Когда проходила проводница, бабуля ей сказала:
— Я не могу вместе с этим, — глянула на «мешок», — ехать.
Тот исподлобья огрызнулся и на проводницу:
— Я и тебя, кошечка, чик-чик…
Федин поглядывал на свою вторую полку, где ночью оказался бы дальше от «мешка», чем бабуля, и бабулю, которая на нижней, рядом, и волновался: еще ножичком ее, его. А ехать предстояло ночь.
Повисшую тишину прервала остановка, в проходе появились два полицейских сержанта и дежурная по станции фельдшер в белом халате.
Началось: ссаживать «мешка» или не ссаживать.
Бабуля требовала ссадить, сердобольные женщины из соседних купе: не ссаживать.
Бабулю трясло:
— Вы что! Я врач! Я вижу, у него обострение!
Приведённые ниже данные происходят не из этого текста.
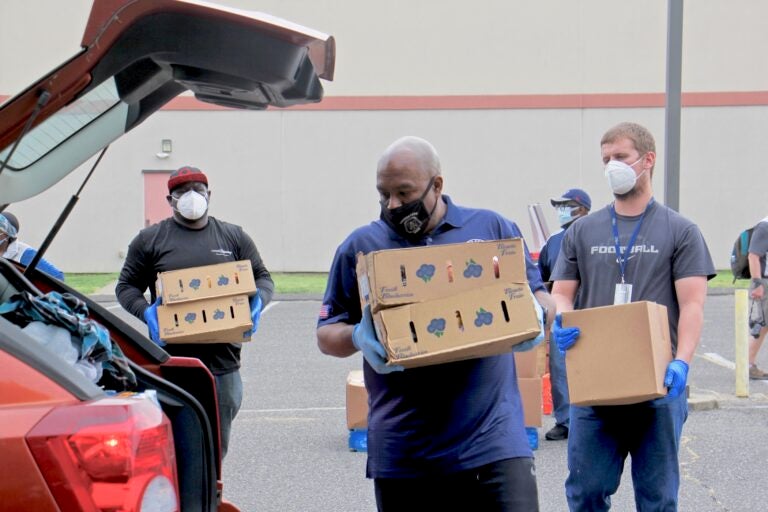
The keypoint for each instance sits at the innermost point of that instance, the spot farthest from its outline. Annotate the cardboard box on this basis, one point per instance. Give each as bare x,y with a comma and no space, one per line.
530,393
357,401
475,323
217,320
621,356
205,282
396,277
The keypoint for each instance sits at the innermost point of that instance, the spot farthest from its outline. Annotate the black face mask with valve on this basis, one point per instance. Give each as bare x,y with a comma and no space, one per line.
409,220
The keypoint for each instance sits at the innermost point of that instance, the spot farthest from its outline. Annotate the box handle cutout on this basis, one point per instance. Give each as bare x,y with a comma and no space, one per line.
413,332
460,322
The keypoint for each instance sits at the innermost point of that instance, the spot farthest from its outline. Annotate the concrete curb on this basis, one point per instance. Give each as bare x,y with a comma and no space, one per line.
702,402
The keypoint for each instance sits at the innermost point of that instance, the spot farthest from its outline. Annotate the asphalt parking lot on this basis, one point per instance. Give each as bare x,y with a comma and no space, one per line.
289,449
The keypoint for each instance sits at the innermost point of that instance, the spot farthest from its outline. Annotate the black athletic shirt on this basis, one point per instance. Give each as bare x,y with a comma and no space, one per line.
168,245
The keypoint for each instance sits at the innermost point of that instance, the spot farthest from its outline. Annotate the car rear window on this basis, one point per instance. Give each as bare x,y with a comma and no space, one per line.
62,125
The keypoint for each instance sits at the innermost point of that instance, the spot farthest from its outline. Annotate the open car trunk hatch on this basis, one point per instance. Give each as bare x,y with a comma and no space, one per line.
138,55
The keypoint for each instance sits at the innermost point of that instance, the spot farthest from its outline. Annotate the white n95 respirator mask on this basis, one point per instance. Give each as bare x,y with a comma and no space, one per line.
621,176
192,205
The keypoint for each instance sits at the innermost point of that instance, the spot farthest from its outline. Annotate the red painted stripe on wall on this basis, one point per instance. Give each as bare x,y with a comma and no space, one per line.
504,102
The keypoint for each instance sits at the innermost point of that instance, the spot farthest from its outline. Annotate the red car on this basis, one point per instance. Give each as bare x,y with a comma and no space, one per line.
149,442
Это шизофрения… Я за ним час наблюдаю.
А фельдшер говорила «мешку»:
— Вот, она хочет вас снять…
А тот уже лепетал:
— За что?! Я ничего не сделал…
— Он угрожал! — восклицала бабуля.
— Она сама угрожает, — исподлобья насупился «мешок».
— Еще получится здесь все в крови, — наводила ужас бабуля. — Я вам говорю, и ведь ему ничего…
Когда весы стали склоняться в пользу фельдшера, которой явно не хотелось возиться с этим объектом, вмешался Федин:
— Я, как адвокат, скажу: он разулся… Вы бы его ноги видели…
— Да, — подхватила бабуля. — У него на пальцах грибок. И ногти, как лопаты. А он тронет их и потом лижет…
«Мешка» после такого наиубедительнейшего аргумента ссадили.
А бабулю все трясло:
— Вот, всю ночь не спи. Бросится — не бросится. Видно, из психушки сбежал…
— Да, ему ничего, — согласился адвокат. — А нас уже не будет…
Его передернуло.
Он подождал, пока с исчезнувшим «мешком» выветрится спертый воздух, забрался на вторую полку. Ему не спалось, не оставляла неопределенность того, что ждало его в Сочи, где арестовали сына поэтессы, и не очень задевала судьба «мешка», оказавшегося ссаженным на глухой станции между Воронежем и Ростовом.
Бабульке не очень нравилась молчаливость Федина, она ворчала, а он привычно лежал. В голове закрутились мысли о предстоящем деле: застанет ли в Сочи следователя — единственное, что он знал из привязок дела, найдет ли арестанта, где будет сам ночевать, если придется задержаться в Сочи. Ответы таились за Кавказским хребтом.
Поезд рвал расстояние, уже неизвестно какой тысячи километр нанизывая на нитку его суматошной адвокатской жизни.
Ночью смолой вытянулся Дон с кораблями, днем проплыла серая Кубань с топкими островами, пожухшие просторы сменили облепленные бесцветными пастбищами горы, в проемах которых лавировал поезд, и вот, после туннелей в Туапсе зашумело море.
Сочинский вокзал вытолкнул приезжего на запруженную машинами улицу. Увидев указатель «ул. Горького», он поспешил в полицию, боясь упустить следователя и надеясь застать его врасплох. Он специально не предупредил о своем приезде, тот мог бы слинять: зачем ему чужой адвокат, да еще из Воронежа. На излете улицы увидел обшарпанную стену, оббитые порожки и железные двери — «полицайка».